Un article initialement publié dans L’École démocratique, n°95, septembre 2023 (pp. 12-13).
Voilà une réalité grave en soi, puisqu’elle porte atteinte au droit à l’enseignement dont devrait bénéficier chaque enfant. Mais, à y regarder de plus près, la pénurie ne touche pas toutes les populations scolaires de manière identique. En effet, ce sont surtout les écoles fréquentées par les milieux populaires qui peinent à recruter. Par conséquent, les enfants défavorisés, ceux qui n’ont pas d’alternative à l’école pour apprendre, se voient privés de nombreux cours et de remédiations pourtant bien nécessaires.
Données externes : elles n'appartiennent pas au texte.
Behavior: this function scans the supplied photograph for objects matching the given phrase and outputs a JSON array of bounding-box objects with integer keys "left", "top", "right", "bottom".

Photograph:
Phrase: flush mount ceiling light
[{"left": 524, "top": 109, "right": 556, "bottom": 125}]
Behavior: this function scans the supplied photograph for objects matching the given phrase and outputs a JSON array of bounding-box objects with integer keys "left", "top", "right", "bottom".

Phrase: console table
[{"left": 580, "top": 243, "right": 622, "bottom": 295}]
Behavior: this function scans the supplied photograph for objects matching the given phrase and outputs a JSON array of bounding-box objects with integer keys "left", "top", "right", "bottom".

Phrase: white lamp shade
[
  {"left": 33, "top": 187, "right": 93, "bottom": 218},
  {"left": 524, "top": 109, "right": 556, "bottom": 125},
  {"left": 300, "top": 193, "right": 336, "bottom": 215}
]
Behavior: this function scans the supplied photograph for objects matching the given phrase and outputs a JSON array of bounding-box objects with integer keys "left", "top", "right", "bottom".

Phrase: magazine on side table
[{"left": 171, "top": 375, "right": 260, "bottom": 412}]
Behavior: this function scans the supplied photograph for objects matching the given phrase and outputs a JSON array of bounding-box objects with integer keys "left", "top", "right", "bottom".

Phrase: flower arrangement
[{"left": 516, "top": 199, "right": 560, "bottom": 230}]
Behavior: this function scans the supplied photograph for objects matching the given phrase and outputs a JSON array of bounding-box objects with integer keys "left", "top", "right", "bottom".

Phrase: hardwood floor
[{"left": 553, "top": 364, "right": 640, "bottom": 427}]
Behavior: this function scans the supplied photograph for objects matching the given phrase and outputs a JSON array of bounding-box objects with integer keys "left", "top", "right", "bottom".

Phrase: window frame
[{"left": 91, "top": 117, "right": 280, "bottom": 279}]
Personne ne prétendra qu’il existe une recette miracle pour lutter contre la pénurie. Le problème est généralisé et toute l’Europe est concernée. Toute l’Europe ? Non, car il existe un pays d’irréductibles finnois qui résiste encore et toujours à ce fléau. On a dit beaucoup de choses sur l’enseignement en Finlande. Au point d’en agacer certains qui en avaient marre d’être systématiquement comparés à ce pays scandinave qui caracolait en tête des classements PISA. Tant pour ses niveaux moyens que pour sa lutte contre les inégalités. Autant rassurer ceux-là tout de suite. La Finlande n’est plus le modèle qu’il fut. Des mesures de libéralisation, certes modérées, conduisent inévitablement l’enseignement de ce pays au déclin, même si beaucoup, dont la Belgique, seraient heureux d’atteindre encore leurs résultats actuels. Il y a cependant bien un domaine où la Finlande continue de se singulariser positivement. C’est celui de l’absence de pénurie d’enseignants. Au pays des mille lacs, le recrutement ne cause pas de cheveux blancs à ceux qui en ont la charge. Alors oui, ça vaut tout de même la peine de se demander quelle est la différence entre la Finlande et tous les autres sur ce plan-là.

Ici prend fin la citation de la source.